The setting is feudal Sussex in the thirteenth century, a landscape and society that have changed almost beyond recognition. The power of the Church is at its zenith; yet the King, ruling by divine right, is sovereign, above all.
Ralf Grigg is the young son of a master carpenter whose business failed when Ralf was small. The family have come to live in the seaside village of Mape, where Ralf’s mother was born.
Ralf’s solitary evening walk along the sea-wall is interrupted by the distant sight of someone - a boy of about his own age - trapped in the mud of the saltmarshes. The tide is flooding. There is no time to fetch help.

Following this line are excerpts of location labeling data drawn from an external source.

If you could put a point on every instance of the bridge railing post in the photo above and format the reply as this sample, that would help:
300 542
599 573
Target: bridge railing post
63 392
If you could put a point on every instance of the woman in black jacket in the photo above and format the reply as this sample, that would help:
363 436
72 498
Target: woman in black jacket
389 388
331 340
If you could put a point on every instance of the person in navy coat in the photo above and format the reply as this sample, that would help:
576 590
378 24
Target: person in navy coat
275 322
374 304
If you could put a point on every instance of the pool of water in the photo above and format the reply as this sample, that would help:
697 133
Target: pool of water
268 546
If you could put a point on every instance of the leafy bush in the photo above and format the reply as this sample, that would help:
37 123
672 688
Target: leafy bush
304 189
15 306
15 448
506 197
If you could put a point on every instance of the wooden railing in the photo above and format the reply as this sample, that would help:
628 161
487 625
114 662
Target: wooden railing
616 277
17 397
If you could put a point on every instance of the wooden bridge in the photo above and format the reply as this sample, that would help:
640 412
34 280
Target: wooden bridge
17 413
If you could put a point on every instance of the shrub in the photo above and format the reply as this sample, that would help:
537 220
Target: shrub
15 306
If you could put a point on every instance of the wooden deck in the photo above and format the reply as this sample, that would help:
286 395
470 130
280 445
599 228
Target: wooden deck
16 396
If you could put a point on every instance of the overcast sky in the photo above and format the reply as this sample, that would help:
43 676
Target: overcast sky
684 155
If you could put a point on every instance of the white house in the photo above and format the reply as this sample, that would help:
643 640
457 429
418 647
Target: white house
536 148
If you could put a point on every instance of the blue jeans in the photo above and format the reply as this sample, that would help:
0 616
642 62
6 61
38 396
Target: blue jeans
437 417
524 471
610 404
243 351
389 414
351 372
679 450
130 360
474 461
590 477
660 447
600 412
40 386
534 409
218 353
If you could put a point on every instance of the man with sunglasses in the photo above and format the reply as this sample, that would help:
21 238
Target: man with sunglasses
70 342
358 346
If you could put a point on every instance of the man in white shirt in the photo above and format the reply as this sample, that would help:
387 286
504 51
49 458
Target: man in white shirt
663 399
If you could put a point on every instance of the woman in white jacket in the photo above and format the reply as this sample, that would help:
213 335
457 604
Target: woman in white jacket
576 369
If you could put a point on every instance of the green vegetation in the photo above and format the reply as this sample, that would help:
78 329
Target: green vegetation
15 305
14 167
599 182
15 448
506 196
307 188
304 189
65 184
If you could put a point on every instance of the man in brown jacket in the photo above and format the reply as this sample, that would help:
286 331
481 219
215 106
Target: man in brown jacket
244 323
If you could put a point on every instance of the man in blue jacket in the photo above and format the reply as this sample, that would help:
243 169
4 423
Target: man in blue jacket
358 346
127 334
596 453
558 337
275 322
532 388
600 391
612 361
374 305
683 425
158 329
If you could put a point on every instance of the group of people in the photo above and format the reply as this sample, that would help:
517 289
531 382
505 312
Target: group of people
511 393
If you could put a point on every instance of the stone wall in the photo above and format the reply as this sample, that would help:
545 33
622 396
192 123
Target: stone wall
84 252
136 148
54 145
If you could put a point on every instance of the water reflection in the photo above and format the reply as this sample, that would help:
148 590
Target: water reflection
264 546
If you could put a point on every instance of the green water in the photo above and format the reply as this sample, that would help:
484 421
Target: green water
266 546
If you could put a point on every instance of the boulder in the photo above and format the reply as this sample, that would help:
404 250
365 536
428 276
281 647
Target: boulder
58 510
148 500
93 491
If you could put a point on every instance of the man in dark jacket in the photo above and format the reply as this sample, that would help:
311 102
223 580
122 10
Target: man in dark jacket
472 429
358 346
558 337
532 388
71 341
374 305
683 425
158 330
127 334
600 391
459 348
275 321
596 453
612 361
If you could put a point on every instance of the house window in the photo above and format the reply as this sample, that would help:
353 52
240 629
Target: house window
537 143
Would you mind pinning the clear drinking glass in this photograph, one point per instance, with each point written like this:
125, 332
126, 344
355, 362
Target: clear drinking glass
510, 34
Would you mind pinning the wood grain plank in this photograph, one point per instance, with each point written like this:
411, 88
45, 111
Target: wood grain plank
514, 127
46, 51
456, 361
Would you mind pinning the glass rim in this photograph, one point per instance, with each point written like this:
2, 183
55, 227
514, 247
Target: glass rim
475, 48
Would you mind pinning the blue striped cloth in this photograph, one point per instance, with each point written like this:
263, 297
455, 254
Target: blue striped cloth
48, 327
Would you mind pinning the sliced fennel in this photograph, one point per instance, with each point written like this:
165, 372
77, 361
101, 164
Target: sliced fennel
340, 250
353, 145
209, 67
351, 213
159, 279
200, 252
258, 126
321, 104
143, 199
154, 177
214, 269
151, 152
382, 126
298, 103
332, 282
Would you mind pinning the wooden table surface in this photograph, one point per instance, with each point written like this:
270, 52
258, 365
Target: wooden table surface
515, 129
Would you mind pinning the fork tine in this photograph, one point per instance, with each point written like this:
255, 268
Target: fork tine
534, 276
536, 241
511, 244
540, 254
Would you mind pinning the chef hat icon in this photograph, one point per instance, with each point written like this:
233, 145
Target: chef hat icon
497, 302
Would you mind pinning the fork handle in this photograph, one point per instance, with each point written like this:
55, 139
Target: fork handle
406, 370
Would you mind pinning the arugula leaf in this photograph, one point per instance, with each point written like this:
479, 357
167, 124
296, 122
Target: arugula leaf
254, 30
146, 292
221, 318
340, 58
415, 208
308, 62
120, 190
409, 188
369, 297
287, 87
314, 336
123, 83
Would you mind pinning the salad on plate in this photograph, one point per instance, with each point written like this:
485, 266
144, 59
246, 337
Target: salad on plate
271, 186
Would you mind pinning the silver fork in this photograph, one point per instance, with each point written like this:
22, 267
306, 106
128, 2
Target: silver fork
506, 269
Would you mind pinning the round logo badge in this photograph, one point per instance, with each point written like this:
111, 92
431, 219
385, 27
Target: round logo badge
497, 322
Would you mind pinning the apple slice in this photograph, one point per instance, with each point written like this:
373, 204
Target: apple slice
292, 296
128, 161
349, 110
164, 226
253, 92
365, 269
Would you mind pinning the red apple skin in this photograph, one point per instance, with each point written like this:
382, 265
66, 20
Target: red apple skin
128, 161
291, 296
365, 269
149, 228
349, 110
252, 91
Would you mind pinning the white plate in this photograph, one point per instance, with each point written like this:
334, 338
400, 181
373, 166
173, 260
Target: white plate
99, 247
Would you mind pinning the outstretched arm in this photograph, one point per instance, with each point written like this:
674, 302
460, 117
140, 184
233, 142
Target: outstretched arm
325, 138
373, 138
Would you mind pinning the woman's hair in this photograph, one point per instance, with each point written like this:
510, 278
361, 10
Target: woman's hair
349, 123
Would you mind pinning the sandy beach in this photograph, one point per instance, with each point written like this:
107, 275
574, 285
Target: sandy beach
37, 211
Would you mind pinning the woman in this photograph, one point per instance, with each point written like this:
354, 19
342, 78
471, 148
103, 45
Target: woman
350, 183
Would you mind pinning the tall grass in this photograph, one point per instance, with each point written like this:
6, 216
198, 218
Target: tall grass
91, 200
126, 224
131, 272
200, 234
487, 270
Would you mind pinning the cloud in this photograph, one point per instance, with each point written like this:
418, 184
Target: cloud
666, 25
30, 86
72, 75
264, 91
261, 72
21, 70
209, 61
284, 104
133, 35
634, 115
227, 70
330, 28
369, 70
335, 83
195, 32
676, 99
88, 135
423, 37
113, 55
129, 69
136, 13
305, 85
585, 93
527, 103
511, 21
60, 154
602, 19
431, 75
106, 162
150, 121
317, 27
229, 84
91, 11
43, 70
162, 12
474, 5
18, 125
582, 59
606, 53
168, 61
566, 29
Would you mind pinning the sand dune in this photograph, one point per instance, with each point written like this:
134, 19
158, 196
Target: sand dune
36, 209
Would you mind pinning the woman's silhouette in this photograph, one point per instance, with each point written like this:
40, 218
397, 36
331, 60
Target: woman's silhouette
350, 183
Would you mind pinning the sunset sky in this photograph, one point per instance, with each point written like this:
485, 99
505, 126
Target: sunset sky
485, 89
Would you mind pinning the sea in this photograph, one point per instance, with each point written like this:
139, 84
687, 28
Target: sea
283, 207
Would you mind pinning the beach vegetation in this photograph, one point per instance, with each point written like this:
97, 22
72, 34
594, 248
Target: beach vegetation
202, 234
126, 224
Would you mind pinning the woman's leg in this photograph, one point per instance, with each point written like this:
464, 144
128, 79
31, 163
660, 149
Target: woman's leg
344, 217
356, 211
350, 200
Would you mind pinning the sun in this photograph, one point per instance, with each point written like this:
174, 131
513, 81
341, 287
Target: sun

The decision Ralf makes in that moment has profound and far-reaching consequences, not only for himself and his whole family, but for the lord of the manor, his sovereign, and the ruthless struggle for supremacy between Westminster and Rome.
Synopsis: February 2003
Final draft for electronic publication: February 2008
Extent: 125,773 words
Rated: 5 out of 5 stars
The Tide Mill is an immaculately crafted work of period fiction where love, pain, gritty daily detail, natural beauty, and human ingenuity meld seamlessly into something almost epic. The depth and richness of Herley’s language is always a treat: through his writing, he constantly reminds the reader that the perfect word for the situation is not always the common or expected word. As terse and economical as his prose is, he seems bent on selecting every word for maximum impact, and succeeds over and over again, achieving an exhilarating mix of fast-moving action and rich detail. Herley is one of the few authors who can send me scrambling for the dictionary without seeming as if he’s showing off.
Much like the other books of Herley’s that I’ve read, The Tide Mill inspires not primarily because of the ending – which is never uniformly sweet in his books – but because of the characters’ personal journeys. Herley’s protagonists are never static. They err, fail, learn, grow, and eventually achieve a kind of personal redemption that is utterly believable, and The Tide Mill's Ralf Grigg is no exception to this rule.
The Tide Mill is also a love letter to England. Not the urban, tourist England of Big Ben and Buckingham Palace, but a wild, unspoiled England that I’ve never seen but, thanks to Herley’s powers of description, I feel I know. This is another running theme in Herley’s books: in The Penal Colony, the protagonist had to be exiled from civilization to find and appreciate it; in Refuge, it took the death of virtually every human on earth. Even in The Tide Mill, set in a time when England was far more sparsely populated, there’s a hint of mistrust of the city, and a naked affection for the flora, fauna, and geography of the land.
As always, Herley’s level of detail and knowledge of his setting and subject immerse the reader in the world of the story, without ever resorting to didactic, 20 page long "research dumps" - the exposition always propels the story along, rather than slowing it down. Above all, Herley is a craftsman: you feel that he knows his subject, his story, and his characters perfectly, and that every sentence of every paragraph has been meticulously honed. I was shocked to find out that The Tide Mill and Refuge were self-edited, because the pacing and continuity, normally the most obvious victims of self-edited novels, are virtually flawless here. The word "perfectionist" comes to mind.
This is my favorite book of all the ones I’ve read this year, and given the assortment of #1 bestsellers, genre essentials, and literary classics that that entails, I think that’s the highest praise I could give it.